FDA chief chosen amid troubles
President Bush taps acting commissioner Lester Crawford, as the agency faces criticism for handling of popular drugs.
With the heat turned up on the Food and Drug Administration regarding its failings as a consumer watchdog, the Bush administration has decided that the man already in place is the one to battle the blaze.
The White House announced it was nominating Lester Crawford, who has served as acting commissioner of the FDA since March 2004, for the post.
Critics were quick to express disappointment that the administration hadn't turned to an outsider to show it was serious about addressing the agency's shortcomings. Though Dr. Crawford is expected to be confirmed by the Senate, the process will undoubtedly provide yet another forum for critiquing the embattled agency.
"I was hoping for someone who could actually redirect the agency to what its legal and legislative mission is: to protect the public from unsafe drugs," says Vera Hassner Sharav, president of the Alliance for Human Research Protection and a longtime FDA critic. "Instead, the agency is in the business of fast-tracking the approval of drugs even before they've been found to be safe."

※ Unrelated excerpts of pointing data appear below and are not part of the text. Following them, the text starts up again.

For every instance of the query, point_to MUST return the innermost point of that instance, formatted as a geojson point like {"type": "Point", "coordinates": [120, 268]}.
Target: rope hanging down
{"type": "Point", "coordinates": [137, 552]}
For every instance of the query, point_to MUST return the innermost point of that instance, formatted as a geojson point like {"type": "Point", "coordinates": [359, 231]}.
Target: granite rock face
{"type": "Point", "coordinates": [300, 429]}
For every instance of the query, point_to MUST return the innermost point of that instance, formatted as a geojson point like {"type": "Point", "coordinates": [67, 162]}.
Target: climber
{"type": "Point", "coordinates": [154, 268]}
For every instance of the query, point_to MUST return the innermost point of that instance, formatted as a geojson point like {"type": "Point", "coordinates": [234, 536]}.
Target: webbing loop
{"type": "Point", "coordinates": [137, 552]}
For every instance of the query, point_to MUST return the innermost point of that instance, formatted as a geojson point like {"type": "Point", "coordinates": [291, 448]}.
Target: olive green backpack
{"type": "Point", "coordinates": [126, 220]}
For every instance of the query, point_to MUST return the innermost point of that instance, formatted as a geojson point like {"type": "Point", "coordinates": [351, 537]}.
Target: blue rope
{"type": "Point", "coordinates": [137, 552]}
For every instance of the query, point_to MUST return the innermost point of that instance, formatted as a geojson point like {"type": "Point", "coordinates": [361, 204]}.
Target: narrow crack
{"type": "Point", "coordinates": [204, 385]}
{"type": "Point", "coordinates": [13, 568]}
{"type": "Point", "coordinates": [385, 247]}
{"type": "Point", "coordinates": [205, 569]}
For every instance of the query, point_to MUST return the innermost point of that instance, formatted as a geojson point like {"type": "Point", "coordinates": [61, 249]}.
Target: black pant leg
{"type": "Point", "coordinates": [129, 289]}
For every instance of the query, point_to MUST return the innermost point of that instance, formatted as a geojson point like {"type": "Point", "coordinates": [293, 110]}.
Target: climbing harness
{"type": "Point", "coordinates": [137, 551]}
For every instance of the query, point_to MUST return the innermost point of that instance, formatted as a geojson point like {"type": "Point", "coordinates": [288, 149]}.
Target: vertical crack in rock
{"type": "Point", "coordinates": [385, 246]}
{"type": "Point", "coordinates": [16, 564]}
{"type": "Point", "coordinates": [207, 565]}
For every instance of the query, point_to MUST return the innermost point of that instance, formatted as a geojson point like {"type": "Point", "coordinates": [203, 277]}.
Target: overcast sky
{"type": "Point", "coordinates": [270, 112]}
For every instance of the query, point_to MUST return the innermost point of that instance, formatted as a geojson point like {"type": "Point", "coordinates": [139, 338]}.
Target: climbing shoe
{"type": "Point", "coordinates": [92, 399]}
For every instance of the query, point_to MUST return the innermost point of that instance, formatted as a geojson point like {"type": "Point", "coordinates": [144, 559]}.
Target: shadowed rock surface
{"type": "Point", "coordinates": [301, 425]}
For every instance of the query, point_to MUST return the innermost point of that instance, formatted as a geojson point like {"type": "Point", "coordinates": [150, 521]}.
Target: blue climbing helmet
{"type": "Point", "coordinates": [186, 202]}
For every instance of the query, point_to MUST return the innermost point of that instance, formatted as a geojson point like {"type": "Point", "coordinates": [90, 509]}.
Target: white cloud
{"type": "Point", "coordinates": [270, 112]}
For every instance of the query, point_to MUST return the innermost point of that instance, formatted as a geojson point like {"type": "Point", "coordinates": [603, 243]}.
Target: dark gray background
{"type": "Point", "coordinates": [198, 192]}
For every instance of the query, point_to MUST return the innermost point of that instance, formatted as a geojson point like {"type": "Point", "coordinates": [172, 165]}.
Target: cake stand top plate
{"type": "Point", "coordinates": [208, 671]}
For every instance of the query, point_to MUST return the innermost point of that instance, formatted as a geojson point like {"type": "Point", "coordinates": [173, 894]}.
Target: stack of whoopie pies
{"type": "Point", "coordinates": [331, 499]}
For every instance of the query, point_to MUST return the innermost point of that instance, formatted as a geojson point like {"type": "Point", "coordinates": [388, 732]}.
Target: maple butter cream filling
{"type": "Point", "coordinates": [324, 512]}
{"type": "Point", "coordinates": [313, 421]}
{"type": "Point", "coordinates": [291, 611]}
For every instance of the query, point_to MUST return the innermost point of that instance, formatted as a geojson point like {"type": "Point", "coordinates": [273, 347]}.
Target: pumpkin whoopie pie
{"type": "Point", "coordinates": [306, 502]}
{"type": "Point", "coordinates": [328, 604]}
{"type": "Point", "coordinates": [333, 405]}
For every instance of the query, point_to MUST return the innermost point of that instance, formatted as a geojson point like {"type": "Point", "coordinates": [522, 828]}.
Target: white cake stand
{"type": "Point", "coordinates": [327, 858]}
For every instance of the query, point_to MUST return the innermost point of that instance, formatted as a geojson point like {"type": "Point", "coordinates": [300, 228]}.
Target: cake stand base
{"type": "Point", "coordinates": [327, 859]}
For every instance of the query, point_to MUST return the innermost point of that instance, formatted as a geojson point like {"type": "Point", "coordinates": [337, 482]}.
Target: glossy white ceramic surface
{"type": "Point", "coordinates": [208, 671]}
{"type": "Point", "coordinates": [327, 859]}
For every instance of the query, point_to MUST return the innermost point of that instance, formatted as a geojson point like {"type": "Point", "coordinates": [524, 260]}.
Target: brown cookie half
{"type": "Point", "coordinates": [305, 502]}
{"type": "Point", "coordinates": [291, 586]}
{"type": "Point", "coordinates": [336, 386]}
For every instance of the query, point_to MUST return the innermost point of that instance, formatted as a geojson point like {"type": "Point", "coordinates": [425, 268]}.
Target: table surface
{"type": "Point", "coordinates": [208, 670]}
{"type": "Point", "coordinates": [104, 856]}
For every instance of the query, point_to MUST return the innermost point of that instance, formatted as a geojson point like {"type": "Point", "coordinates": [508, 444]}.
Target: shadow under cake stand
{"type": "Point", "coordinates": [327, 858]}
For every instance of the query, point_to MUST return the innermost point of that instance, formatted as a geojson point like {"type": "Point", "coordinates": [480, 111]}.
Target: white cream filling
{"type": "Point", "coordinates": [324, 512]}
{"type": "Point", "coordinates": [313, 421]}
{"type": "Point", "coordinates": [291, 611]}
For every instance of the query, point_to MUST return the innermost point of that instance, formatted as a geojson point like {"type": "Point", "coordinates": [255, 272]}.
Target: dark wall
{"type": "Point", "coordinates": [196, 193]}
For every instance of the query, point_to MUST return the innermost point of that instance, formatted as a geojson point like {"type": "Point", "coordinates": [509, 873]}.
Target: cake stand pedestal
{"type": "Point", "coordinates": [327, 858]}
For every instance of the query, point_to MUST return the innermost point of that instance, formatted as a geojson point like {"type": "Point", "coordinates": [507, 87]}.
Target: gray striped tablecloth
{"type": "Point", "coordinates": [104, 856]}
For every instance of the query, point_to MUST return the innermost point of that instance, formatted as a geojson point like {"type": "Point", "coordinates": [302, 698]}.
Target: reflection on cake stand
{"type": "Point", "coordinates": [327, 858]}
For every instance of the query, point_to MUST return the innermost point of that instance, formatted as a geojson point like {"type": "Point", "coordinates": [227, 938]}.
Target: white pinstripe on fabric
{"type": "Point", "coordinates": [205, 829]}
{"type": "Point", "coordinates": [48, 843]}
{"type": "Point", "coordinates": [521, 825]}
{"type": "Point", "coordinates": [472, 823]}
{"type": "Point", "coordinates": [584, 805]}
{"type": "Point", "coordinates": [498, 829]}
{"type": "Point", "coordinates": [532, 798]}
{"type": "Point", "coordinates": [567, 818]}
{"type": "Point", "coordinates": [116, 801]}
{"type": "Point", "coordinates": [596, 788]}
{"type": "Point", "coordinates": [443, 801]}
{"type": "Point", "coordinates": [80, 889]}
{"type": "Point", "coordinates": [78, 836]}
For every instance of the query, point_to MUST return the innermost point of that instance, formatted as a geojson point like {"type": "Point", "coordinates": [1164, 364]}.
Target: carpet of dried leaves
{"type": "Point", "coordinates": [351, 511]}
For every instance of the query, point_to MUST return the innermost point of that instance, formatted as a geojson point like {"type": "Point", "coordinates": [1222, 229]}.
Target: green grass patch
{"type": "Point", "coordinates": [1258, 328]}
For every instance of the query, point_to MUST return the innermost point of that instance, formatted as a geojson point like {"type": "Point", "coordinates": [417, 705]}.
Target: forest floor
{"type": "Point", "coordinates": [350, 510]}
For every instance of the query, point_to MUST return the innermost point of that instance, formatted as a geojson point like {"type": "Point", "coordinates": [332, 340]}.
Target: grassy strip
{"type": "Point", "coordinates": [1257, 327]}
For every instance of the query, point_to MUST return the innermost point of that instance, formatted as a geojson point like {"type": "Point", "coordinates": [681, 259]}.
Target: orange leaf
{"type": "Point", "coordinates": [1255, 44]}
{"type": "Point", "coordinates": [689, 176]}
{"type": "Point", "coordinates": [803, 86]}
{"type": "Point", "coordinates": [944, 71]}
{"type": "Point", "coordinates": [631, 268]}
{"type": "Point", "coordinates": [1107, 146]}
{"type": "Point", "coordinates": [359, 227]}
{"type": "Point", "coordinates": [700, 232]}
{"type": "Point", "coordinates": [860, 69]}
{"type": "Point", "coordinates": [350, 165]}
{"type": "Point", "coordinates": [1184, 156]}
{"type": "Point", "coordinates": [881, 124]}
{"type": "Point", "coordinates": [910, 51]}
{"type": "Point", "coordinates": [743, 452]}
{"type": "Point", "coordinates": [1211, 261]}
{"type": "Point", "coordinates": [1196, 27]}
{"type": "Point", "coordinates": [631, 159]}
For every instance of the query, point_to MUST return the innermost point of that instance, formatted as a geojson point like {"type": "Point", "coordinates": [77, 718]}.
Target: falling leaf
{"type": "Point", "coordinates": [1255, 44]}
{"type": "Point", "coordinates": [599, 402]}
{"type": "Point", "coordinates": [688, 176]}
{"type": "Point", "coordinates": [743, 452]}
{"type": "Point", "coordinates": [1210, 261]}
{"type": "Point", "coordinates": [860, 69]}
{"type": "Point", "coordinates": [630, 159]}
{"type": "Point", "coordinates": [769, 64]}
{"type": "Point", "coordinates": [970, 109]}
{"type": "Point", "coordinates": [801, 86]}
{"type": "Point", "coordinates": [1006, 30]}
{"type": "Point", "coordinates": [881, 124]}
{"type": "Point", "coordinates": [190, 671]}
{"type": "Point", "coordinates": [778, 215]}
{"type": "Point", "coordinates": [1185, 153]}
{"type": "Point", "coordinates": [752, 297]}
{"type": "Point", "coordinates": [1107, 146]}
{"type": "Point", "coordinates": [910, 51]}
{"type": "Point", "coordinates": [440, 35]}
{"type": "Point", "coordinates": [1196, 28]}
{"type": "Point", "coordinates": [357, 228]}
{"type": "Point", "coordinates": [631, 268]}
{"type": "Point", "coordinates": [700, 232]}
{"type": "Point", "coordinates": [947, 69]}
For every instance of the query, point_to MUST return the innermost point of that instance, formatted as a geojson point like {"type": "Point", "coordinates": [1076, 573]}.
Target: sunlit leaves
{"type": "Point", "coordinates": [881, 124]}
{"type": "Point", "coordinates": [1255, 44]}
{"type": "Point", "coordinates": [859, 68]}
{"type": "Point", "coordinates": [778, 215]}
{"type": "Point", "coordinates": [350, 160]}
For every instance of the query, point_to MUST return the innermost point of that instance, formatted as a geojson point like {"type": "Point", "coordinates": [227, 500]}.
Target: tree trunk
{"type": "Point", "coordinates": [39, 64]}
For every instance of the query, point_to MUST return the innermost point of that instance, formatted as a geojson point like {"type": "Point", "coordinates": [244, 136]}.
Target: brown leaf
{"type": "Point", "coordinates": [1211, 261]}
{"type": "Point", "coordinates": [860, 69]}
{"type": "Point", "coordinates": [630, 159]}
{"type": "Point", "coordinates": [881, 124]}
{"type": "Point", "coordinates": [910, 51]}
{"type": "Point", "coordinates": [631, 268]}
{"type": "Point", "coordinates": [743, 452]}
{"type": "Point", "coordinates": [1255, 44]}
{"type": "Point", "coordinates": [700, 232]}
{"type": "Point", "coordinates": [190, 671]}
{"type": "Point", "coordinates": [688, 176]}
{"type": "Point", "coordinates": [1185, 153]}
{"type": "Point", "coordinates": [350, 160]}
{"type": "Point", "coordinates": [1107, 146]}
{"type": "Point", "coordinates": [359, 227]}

In recent months, a simmering stew of issues has kept the FDA under constant scrutiny. Concerns that antidepressant drug use among children could increase their risk of suicide in turn raised cries for a more open policy on publication of clinical trials by drug companies, and spurred questions on the FDA's role in promoting that openness.
Last fall, the FDA seemed to be caught by surprise when half of the annual supply of flu vaccine, about 40 million doses, was declared tainted and unsafe for use. As the public fretted and waited in long lines for the existing doses, the government scrambled to find new supplies. In the end, a mild flu season has left the nation with an oversupply of doses.
Wednesday an advisory panel to the FDA begins three days of hearings on heavily marketed and highly popular painkillers known as Cox-2 inhibitors. One, with the brand name Vioxx, has been voluntarily removed from the market by its manufacturer, Merck. Two others, Celebrex and Bextra, made by Pfizer, remain on the market. In a number of studies, the drugs have been implicated in higher incidences of fatal heart attacks and other cardiovascular problems.
Critics have questioned why the FDA has taken so long to recognize the problem and take action. The agency could ask for strong warnings on the products or demand their removal from the market. David Graham, a whistle-blower within the FDA, will be allowed to testify, but has said he does not feel free to present new unpublished data about the drugs.
In an editorial released Wednesday, accompanying three more studies linking Cox-2 drugs to heart problems, Jeffrey Drazen, editor of the New England Journal of Medicine, wrote that "It is reasonable to ask whether the use of the drugs can now be justified" and said that the same zeal that had suggested the drugs offered new benefits to patients had not been applied to ensuring that they were safe.
The press reports have sent patients and doctors fleeing from the drugs. Sales of Cox-2 drugs dropped 43 percent in December from a year earlier, according data released by IMS Health in Plymouth Meeting, Pa. "I've been in practice for 30 years, and I've never seen such a mess," Michel Dubois, director of the New York University Pain Management Center, told the Associated Press.
Tuesday, the FDA announced it would be establishing an independent drug-safety oversight board to help ensure the safety of drugs already in the marketplace. A number of critics had been calling for such a step as part of revamping the FDA.
"Dr. Lester Crawford is an outstanding choice for Commissioner of the Food and Drug Administration," said Mike Leavitt, Secretary of Health and Human Services, in announcing the nomination Monday. "Dr. Crawford has dedicated his career to advancing the nation's public health and will lead the way as we enter a new era of individualized medicine and rapidly developing science. With Dr. Crawford's leadership, the FDA will provide the world's safest drugs and empower citizens with the tools they need to make informed choices about their health."
Crawford's background is in veterinary medicine and pharmacology. Before joining the FDA he worked in the food industry for the National Food Processors Association.
Among the topics likely to be discussed at his Senate hearing is the FDA's proposed budget. Though overall funding would increase about 4.5 percent under the president's budget proposal, the plan also calls for the FDA to cut the number of inspections of food-processing plants, blood banks, and foreign drug plants, USA Today reported Tuesday. New funding would be put into fighting bioterrorism and establishing the drug-safety office.
• Material from wire services was used in this report.